Unlicensed gold dealer to get revised sentence

Chief Court Reporter

THE High Court has quashed a five-year sentence imposed on a man convicted of possession of 0,229 grammes of gold without a licence and ordered the trial magistrate to review the penalty.

The High Court said the magistrate exceeded the sentencing limit of her jurisdiction when she applied the minimum laid down sentence.

Praise Ncube will now be sentenced afresh after the court found the sentence was not in accordance with the law.

Ncube was on January 9 last year convicted of possession of 0,229 g of gold at Filabusi magistrates’ courts and then slapped with a five-year jail term.

When the matter was brought before Bulawayo High Court on review, Justice Christopher Dube-Banda upheld the conviction but quashed the sentence.

“Nothing turns on the conviction as it is in accordance with real and substantial justice,” he said.

“It is the sentence that is irregular and not in accordance with the law.”

Ncube appeared before a magistrate whose sentencing jurisdiction in terms of the Magistrate Court Act, is two years’ imprisonment or a fine up to level seven.

However, on remittal by the Prosecutor General, she can impose a sentence of four years or a fine up to level nine.

Noting that the magistrate sentenced the accused to a five-year prison term, Justice Dube-Banda queried whether the magistrate had the jurisdiction to impose a sentence of five years in the present case.

According to the magistrate, she has special jurisdiction by virtue of the Gold Trade Act that provides for a mandatory minimum sentence.

But Justice Dube-Banda ruled that neither in the Magistrates Court Act nor the Gold Trade Act is an ordinary magistrate given special or increased sentencing jurisdiction in relation to contravening of the Act, finding that there are other statutory enactments that give ordinary magistrates special sentencing jurisdiction, but the Gold Trade Act was not one of them.

“The fact that section 3(3) of the Act prescribes a minimum mandatory sentence of five years does not automatically give an ordinary magistrate sentencing jurisdiction that she does not possess,” said the judge.

“Her sentencing jurisdiction can only be increased or extended by legislation.
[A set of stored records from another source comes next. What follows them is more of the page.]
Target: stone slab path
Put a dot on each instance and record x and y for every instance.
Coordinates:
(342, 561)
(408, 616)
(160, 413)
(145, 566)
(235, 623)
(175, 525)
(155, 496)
It is so because the magistrates court is a creature of statute and therefore special or increased sentencing jurisdiction is given by the legislature.”

So, the sentence imposed on Ncube could not stand because it is not in accordance with real and substantial justice as required by the law.

The trial magistrate should have stopped the matter in terms of the provisions of the Magistrates Court Act and sought the directions of the Prosecutor General in terms of the provisions of the Criminal Procedure and Evidence Act rather than assume jurisdiction that she did not have.

Accordingly, the judge confirmed the conviction and set aside the sentence and referred the matter back to the magistrate to revise the sentence.